The Keychain API is huge, but most applications will only need to use two of the functions: the ones for setting and retrieving a password. There are two variations of these functions, depending on whether your password is a generic password or an Internet password. They are similar, the only difference being that Internet passwords have a lot more metadata associated with them.
You create a generic password with this function:
OSStatus SecKeychainAddGenericPassword( SecKeychainRef keychain, UInt32 serviceNameLength, const char *serviceName, UInt32 accountNameLength, const char *accountName, UInt32 passwordLength, const void *passwordData, SecKeychainItemRef *itemRef);
The first argument is the keychain to use. Most of the time you will want the user's default keychain, so you can pass NULL in here. Some applications may wish to create private keychains, but that's quite unusual. The next two pairs of parameters describe the service and account. These are arbitrary strings which are used to uniquely identify the password. The next pair is the data for the password, and the final parameter allows you to get a pointer to the opaque type that describes the keychain object — most of the time you won't need to do this.

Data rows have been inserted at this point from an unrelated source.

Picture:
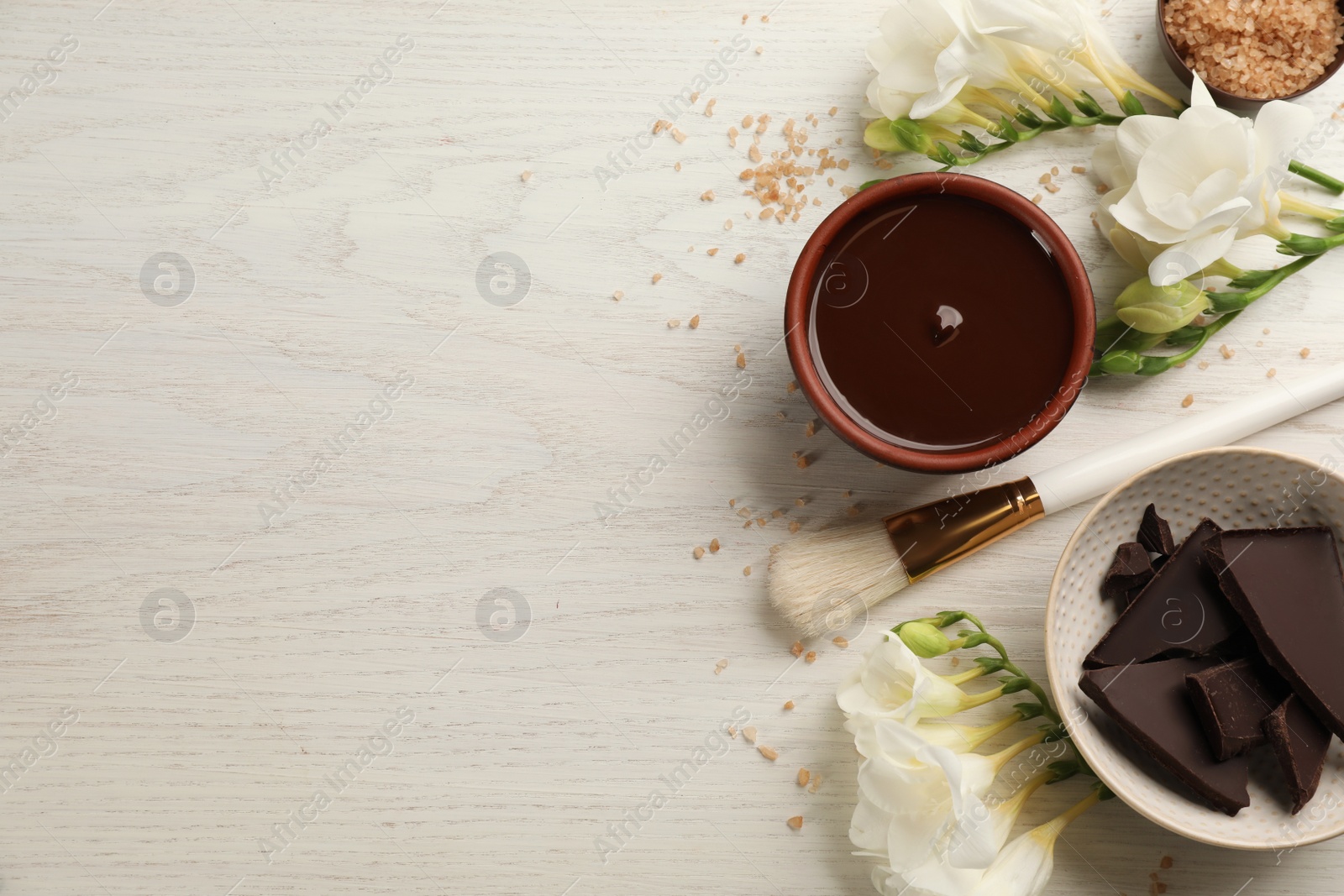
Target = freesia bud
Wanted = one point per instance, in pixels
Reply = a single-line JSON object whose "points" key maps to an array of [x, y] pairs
{"points": [[1160, 309], [911, 136], [925, 640], [1119, 363]]}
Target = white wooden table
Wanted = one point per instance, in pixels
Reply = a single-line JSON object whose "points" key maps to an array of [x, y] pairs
{"points": [[367, 600]]}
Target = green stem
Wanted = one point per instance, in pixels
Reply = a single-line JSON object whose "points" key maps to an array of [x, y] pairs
{"points": [[1301, 170], [1222, 302], [1305, 207]]}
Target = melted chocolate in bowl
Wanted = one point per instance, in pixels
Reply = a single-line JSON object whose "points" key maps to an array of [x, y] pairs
{"points": [[940, 322]]}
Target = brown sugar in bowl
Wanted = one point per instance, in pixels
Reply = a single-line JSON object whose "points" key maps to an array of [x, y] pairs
{"points": [[1229, 100], [1066, 333]]}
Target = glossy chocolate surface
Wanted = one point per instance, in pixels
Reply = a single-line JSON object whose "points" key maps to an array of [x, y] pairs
{"points": [[1151, 703], [1288, 589], [1233, 700], [1300, 743], [1180, 611], [941, 324]]}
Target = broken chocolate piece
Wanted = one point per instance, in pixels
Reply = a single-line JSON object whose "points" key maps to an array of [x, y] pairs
{"points": [[1151, 703], [1180, 611], [1129, 573], [1288, 587], [1300, 741], [1231, 700], [1155, 532]]}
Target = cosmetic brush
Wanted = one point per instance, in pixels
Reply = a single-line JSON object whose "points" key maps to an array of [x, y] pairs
{"points": [[822, 580]]}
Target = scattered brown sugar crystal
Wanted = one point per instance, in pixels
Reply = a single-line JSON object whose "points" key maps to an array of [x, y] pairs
{"points": [[1260, 49]]}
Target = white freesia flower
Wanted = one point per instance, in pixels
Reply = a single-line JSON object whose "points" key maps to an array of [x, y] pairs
{"points": [[913, 795], [1184, 190], [893, 683], [927, 51], [1025, 866], [936, 876]]}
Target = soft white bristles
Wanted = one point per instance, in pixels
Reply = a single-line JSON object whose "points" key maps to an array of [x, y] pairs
{"points": [[824, 580]]}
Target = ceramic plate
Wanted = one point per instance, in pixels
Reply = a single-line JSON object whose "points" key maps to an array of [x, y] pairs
{"points": [[1236, 488]]}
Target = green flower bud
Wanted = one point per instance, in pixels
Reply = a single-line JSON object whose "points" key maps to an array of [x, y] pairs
{"points": [[911, 136], [1117, 363], [925, 640], [879, 136], [1160, 309]]}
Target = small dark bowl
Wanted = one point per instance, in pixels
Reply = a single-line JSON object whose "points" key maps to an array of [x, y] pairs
{"points": [[1222, 97], [799, 301]]}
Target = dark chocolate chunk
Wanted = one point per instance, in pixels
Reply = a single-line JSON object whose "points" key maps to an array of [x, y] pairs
{"points": [[1300, 741], [1180, 611], [1151, 703], [1288, 589], [1129, 573], [1231, 700], [1155, 532]]}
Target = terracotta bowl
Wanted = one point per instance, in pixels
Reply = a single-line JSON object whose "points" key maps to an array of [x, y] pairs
{"points": [[1222, 97], [1236, 488], [898, 190]]}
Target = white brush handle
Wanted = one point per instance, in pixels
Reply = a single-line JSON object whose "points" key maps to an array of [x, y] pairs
{"points": [[1104, 469]]}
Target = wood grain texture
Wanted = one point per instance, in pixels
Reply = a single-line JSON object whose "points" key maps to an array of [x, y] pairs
{"points": [[315, 293]]}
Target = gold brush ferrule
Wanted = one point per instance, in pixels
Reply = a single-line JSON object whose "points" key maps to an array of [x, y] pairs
{"points": [[937, 535]]}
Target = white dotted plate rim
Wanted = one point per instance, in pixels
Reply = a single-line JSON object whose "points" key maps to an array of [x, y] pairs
{"points": [[1176, 813]]}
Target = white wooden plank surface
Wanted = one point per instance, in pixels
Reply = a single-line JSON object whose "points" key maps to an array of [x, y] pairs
{"points": [[362, 600]]}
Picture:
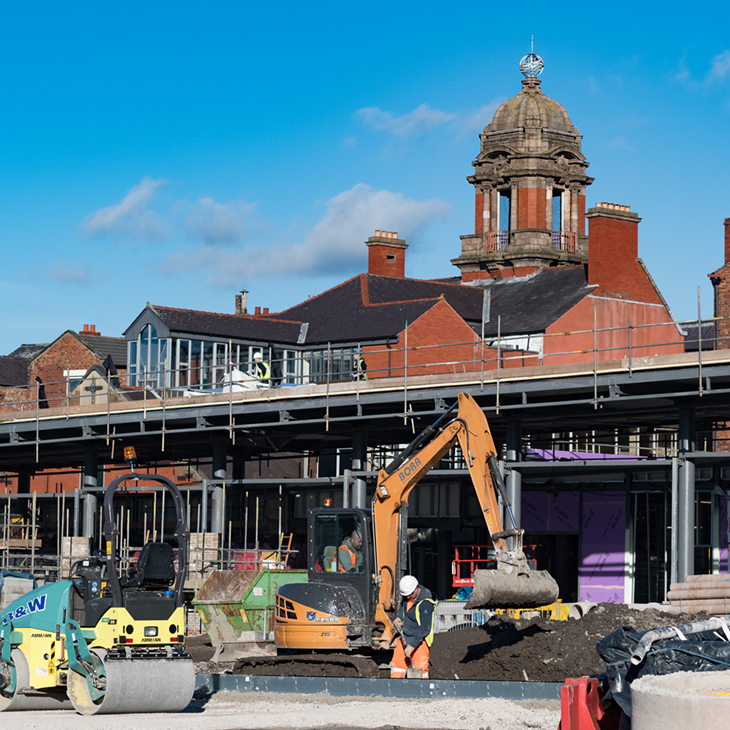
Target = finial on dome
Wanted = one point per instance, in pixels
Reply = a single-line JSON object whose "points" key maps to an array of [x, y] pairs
{"points": [[531, 65]]}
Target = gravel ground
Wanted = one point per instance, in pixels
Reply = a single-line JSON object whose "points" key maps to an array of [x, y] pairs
{"points": [[233, 711]]}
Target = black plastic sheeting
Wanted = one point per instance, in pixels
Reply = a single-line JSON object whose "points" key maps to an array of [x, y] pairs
{"points": [[704, 652]]}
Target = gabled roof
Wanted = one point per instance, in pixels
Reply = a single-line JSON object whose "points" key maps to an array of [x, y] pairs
{"points": [[372, 307], [13, 371], [29, 352], [239, 326], [346, 313], [103, 346]]}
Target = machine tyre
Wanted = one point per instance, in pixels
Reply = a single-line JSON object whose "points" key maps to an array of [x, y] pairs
{"points": [[135, 685], [25, 697]]}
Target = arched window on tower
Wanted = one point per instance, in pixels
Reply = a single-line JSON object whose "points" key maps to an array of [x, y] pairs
{"points": [[504, 220], [557, 211]]}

It's worth noting that it's very easy to make a mistake when you create the UTF-8 strings required for the components of this, by doing this:
// DON'T DO THIS! OSStatus result = SecKeychainAddGenericPassword( NULL, [service length], [service UTF8String], [account length], [account UTF8String], [password length], [password UTF8String], NULL);
The -length method on NSString returns the number of characters in the string, while the parameter expects the number of bytes in the UTF-8 string. This is a difficult bug to spot, because it will work fine when the strings only contain 7-bit ASCII characters, but will suddenly break when they contain non-ASCII unicode characters. To make sure that you have the correct lengths, either use strlen() on the output from -UTF8String or use -dataUsingEncoding: and then pass the result of sending -length and -bytes to the returned data. Alternatively, you can use -lengthOfBytesUsingEncoding: on the original string. None of these is particularly efficient, but they will be cheaper than the keychain operations themselves.
Retrieving the password is then very simple, with a function that looks almost identical to the one used to save it.
OSStatus SecKeychainFindGenericPassword( CFTypeRef keychainOrArray, UInt32 serviceNameLength, const char *serviceName, UInt32 accountNameLength, const char *accountName, UInt32 *passwordLength, void **passwordData, SecKeychainItemRef *itemRef);
There are two differences between this and the first function. One is that the first parameter can now be a CFArray (NSArray) of keychains, rather than just one, if you want to search several places. The other is that the password-related parameters are now pointers and are used to output the password, rather than input it.
You can also control locking and unlocking keychains, and you may present your own dialog requesting the password for accessing the keychain. This is generally a bad idea. The keychain only grants applications access to individual passwords, and may only grant this access temporarily. The user only needs to trust your application with access to the specific password that it has requested in normal usage. If you ask for the password yourself, then the user must trust your application with complete access to the keychain and anything else protected by the password.